JOHANNESBURG
Malawi's state grain marketer, ADMARC, has been forced to ration maize sales in drought-hit parts of the country as the food security situation worsens, according to a new early warning report.
Rising demand for maize in the southern region has impacted on commercial market prices, leading to long queues for the subsidised grain available from ADMARC outlets, explained a report by the USAID-funded Famine Early Warning System Network (FEWS NET).
As a result, ADMARC has been forced to ration maize sales to 25 kg per person per day, and sometimes as low as 10 kg. "The fact that this is happening when food aid distribution is underway implies that the volume of food aid being provided is not adequate," FEWS NET commented.
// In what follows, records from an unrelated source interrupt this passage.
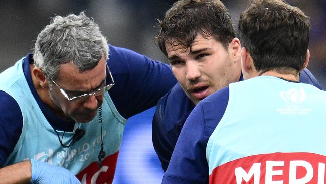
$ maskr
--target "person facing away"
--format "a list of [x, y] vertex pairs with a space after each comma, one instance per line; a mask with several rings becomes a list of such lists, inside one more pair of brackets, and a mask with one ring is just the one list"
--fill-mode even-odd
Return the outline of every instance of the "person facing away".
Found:
[[[159, 101], [153, 119], [153, 144], [165, 171], [195, 105], [243, 77], [240, 42], [221, 1], [178, 1], [159, 22], [156, 41], [178, 81]], [[307, 69], [299, 80], [321, 88]]]
[[1, 183], [112, 183], [127, 119], [176, 82], [169, 65], [108, 45], [83, 12], [55, 16], [0, 74]]
[[323, 183], [326, 92], [299, 82], [310, 25], [281, 0], [253, 1], [239, 30], [245, 81], [201, 101], [162, 183]]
At least 4.2 million Malawians, or 34 percent of the population, are at risk of food shortages brought on by the country's worst drought in a decade and compounded by the late delivery of fertilisers and seed. But the FEWS NET report raises the possibility that the numbers needing food assistance might increase to 4.6 million as maize prices climb.
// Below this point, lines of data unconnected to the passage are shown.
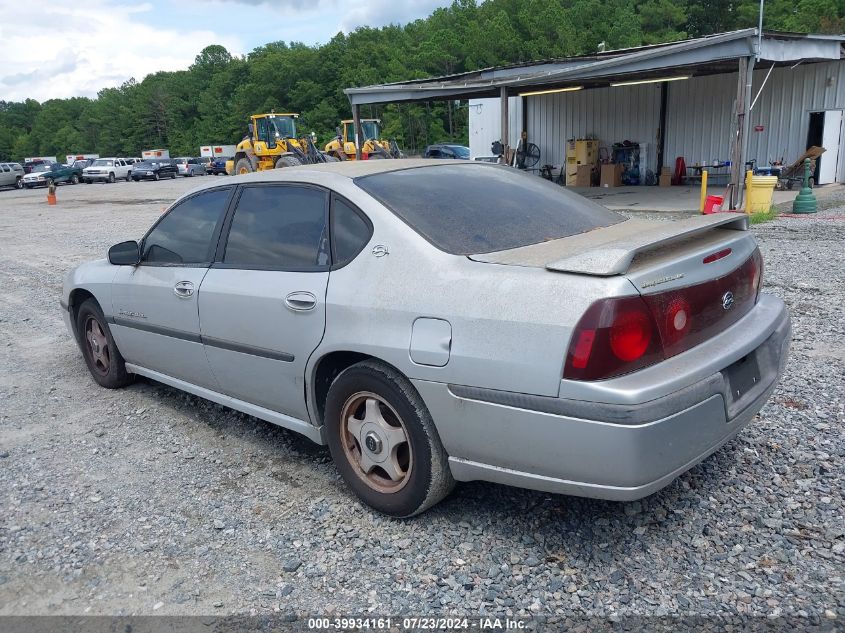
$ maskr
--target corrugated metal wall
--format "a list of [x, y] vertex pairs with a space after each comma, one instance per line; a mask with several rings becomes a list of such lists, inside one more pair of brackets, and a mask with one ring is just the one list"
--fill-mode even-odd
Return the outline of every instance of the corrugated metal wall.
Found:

According to women interviewed by FEWS NET during a recent field trip to the south of the country, the rations last less than a week, and maize supplies in the ADMARC markets sometimes last less than a day.
John Varghese of the relief NGO, World Vision, who visited parts of the southern region last week, said the number of households in need of food was increasing, as were maize prices. "In some areas, people told us they were buying 50 kg bags of maize meal for 1,500 to 2,000 kwacha [about US $12 to $16 per 50 kg or 24 to 32 US cents per kg]."
In July and August the average price of maize meal was between seven to 25 US cents per kg.
The Mulanje district in the south has recorded the highest maize prices, between 20 to 24 US cents per kg. An initial food needs assessment in Malawi by the UN, the government and NGOs was based on a maize price of between 15 and 18 US cents per kg.
Food aid distribution started in June in many parts of the south, where the UN World Food Programme is distributing food in seven of the 17 districts, targeting more than 500,000 beneficiaries.
Britain's Department for International Development and the European Union are tackling food aid distribution in the affected areas of the central and northern regions, with its partner the Malawi Red Cross handling three of the six districts.
The Red Cross hopes to reach more than 300,000 beneficiaries, which have been divided into two categories - "the able-bodied who can participate in labour intensive activities and those who are elderly, disabled and unable to work," said Red Cross spokesman Francis Musasa. Beneficiaries receive 50 kg bags of maize-meal and some pulses.
Low food supplies have also affected children. "The school dropout rate has increased," Varghese remarked.
According to a recent UN Children's Fund (UNICEF) situation report, the Nutrition Rehabilitation Units (NRUs) have recorded the highest number of severely malnourished children in the south, where the agency is managing about 57 percent of the total national caseload.
The school dropout rate in the 14 emergency-prone districts in Malawi has reached 15.7 percent, while in some areas the rate among orphans was as high as 53.9 percent, according to Girmay Haile, head of UNICEF's Social Policy, Advocacy and Communication unit in Malawi.
Preliminary results from the Malawi Demographic and Health Survey showed very poor nutritional status of children. UNICEF said some 48 percent of children under five in Malawi are stunted, five percent are wasted or severely malnourished, and 22 percent are underweight or malnourished.
The nutritional status of children in Malawi had not improved since 1992, and has been aggravated by the impact of HIV/AIDS. According to UNICEF, in paediatric wards one in three severely malnourished patients and two in five malnourished children were HIV-positive.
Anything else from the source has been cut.